CaMKII: The molecular villain that aggravates cardiovascular disease

Abstract

Pathological remodeling of the myocardium is an integral part of the events that lead to heart failure (HF), which involves altered gene expression, disturbed signaling pathways and altered Ca²⁺ homeostasis and the players involved in this process. Of particular interest is the chronic activation of Ca²⁺/calmodulin-dependent protein kinase II (CaMKII) isoforms in heart, which further aggravate the injury to myocardium. Expression and activity of CaMKII have been found to be elevated in various conditions of stressed myocardium and in different heart diseases in both animal models as well as heart patients. CaMKII is a signaling molecule that regulates many cellular pathways by phosphorylating several proteins involved in excitation-contraction coupling and relaxation events in heart, cardiomyocyte apoptosis, transcriptional activation of genes related to cardiac hypertrophy, inflammation, and arrhythmias. CaMKII is activated by reactive oxygen species (ROS), which are elevated under conditions of ischemia-reperfusion injury and in a cyclical manner, CaMKII in turn elevates ROS production. Both ROS and activated CaMKII increase Ca-induced Ca release from sarcoplasmic reticulum, which leads to cardiomyocyte membrane depolarization and arrhythmias. These CaMKII-mediated changes in heart ultimately culminate in dysfunctional myocardium and HF. Genetic studies in animal models clearly demonstrated that inactivation of CaMKII is protective against a variety of stress induced cardiac dysfunctions. Despite significant leaps in understanding the structural details of CaMKII, which is a very complicated and multimeric modular protein, currently there is no specific and potent inhibitor of this enzyme, that can be developed for therapeutic purposes.
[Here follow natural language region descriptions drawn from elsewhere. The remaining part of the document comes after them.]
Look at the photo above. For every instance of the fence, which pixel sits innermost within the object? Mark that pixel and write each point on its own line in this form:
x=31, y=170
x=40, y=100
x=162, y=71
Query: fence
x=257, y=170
Keywords: CaMKII; RyR2; SERCA; arrhythmias; cardiac dysfunction; cardiac hypertrophy; heart failure.

Figure 1.

Domain structure of Ca²⁺/calmodulin-dependent protein kinase II (CaMKII) monomer and potential regulatory sites. A schematic showing the CaMKII monomer with catalytic, regulatory and association domains. Catalytic domain function is normally obscured by the regulatory domain. Association domain is instrumental in forming the holoenzyme that consists of 12 monomers. Post-translational modifications by different stress stimuli and neurohormonal signaling at the indicated sites in the regulatory domain lead to sustained activation of CaMKII by relieving the catalytic domain.

Figure 2.

Mechanisms of Ca²⁺/calmodulin-dependent protein kinase II (CaMKII) dependent cardiac dysfunction. Increase in intracellular Ca²⁺ through L-type Ca²⁺ channels, leads to CaMKIIδ activation via Ca²⁺/Calmodulin (CaM) in cardiomyocyte. Activated CaMKIIδ contributes to elevated reactive oxygen species (ROS), which can also arise from other stress stimuli, themselves can activate CaMKIIδ, resulting in a vicious cycle of CaMKIIδ activation. Both the phosphorylation mediated by CaMKIIδ and ROS-mediated oxidation of the type 2-ryanodine receptor (RyR2) in sarcoplasmic reticulum (SR) lead to enhanced SR Ca²⁺ load and in turn, cause SR Ca²⁺ leak followed by the re-uptake of Ca²⁺ by SERCA into SR. This triggers sodium/calcium exchanger (NCX)-dependent depolarizing current (transient inward current), which contributes to arrhythmia. Activated CaMKIIδ also elevates transcription of cardiac hypertrophy genes, which culminates in cardiac hypertrophy and thus dysfunction of heart. Activated CaMKII is known to trigger cardiomyocyte apoptosis program, leading to loss of cardiomyocytes and thus damaged myocardium. All these events resulting from CaMKII activation, contribute to failure of the heart.